PALEOCLIMATE AND CHEMOSTRATIGRAPHY OF THE HENSEL FORMATION, KIMBLE COUNTY, TEXAS

The Hensel Formation is one of the few dominantly terrestrial Cretaceous units in Central Texas and provides the unique opportunity to investigate paleoclimate archives preserved in paleosols in this area prior to the Cretaceous thermal maximum. Bulk sedimentary organic carbon isotopes, carbonate isotopes (δ¹³C, δ¹⁸O, and Δ₄₇ ) of paleosol carbonates, and major element geochemistry were utilized to estimate paleotemperature, paleoprecipitation, pCO₂, and to correlate the δ¹³C values in the Hensel Formation to existing carbon isotope chemostratigraphic records. Organic C isotope values range from -28.15‰ to -19.62‰ vs. VPDB. Carbonate oxygen isotope values range from about -4.97‰ to +0.23‰ vs. VPDB and carbonate carbon isotope values range from -8.29‰ to -5.04‰ vs. VPDB. As expected, samples are on average primarily dominated by SiO₂, with other major element oxides in decreasing abundance including CaO, Al₂O₃, and MgO. Paleotemperature estimates were determined using the clumped isotope (Δ₄₇) paleothermometer and paleoprecipitation estmates were determined using the chemical index of alteration and its relationship to mean annual precipitation.

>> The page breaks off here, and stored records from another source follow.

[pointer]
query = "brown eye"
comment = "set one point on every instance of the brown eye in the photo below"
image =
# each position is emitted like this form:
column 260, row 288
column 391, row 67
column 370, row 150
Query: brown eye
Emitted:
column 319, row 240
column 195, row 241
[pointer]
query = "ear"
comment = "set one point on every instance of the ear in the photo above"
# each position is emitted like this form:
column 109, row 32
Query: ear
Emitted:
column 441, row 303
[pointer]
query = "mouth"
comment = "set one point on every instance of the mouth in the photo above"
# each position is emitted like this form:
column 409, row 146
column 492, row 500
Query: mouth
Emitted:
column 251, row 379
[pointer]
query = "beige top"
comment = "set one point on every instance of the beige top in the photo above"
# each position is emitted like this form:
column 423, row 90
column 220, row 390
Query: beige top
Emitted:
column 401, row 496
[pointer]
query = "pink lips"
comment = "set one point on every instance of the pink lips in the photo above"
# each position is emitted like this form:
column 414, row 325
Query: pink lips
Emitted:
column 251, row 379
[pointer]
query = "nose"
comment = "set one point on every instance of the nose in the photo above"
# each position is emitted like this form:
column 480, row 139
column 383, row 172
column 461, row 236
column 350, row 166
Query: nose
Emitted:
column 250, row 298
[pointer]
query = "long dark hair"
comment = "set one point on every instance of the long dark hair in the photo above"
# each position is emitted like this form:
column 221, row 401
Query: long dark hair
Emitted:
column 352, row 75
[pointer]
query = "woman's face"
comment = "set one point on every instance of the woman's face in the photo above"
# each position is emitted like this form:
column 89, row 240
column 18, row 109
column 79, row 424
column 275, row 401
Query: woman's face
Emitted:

Preliminary paleotemperature and paleoprecipitation data (ranging between 35 and 42°C and ~314mm/year on average) suggests a subtropical desert biome existed in Central Texas during the Albian Stage. The temperature estimates are also consistent with and overlap temperatures from coeval temperature estimates farther north in the Cedar Mountain Formation and Newark Canyon Formation (Suarez et al. 2020, GSL spec. pub. 507; Fetrow et al., 2020, AGU, EP026-03) consistent with a shallow latitudinal temperature gradient. The soil carbonate paleobarometer indicates a range of CO₂ concentration estimates from just under pre-industrial CO₂ concentrations to as much as ~5 times pre-industrial CO₂ concentrations. Refinement of paleosol paleobarometer variables will likely provide more constrained CO₂ estimates. This will contribute to ongoing community efforts to improve Phanerozoic CO₂ records.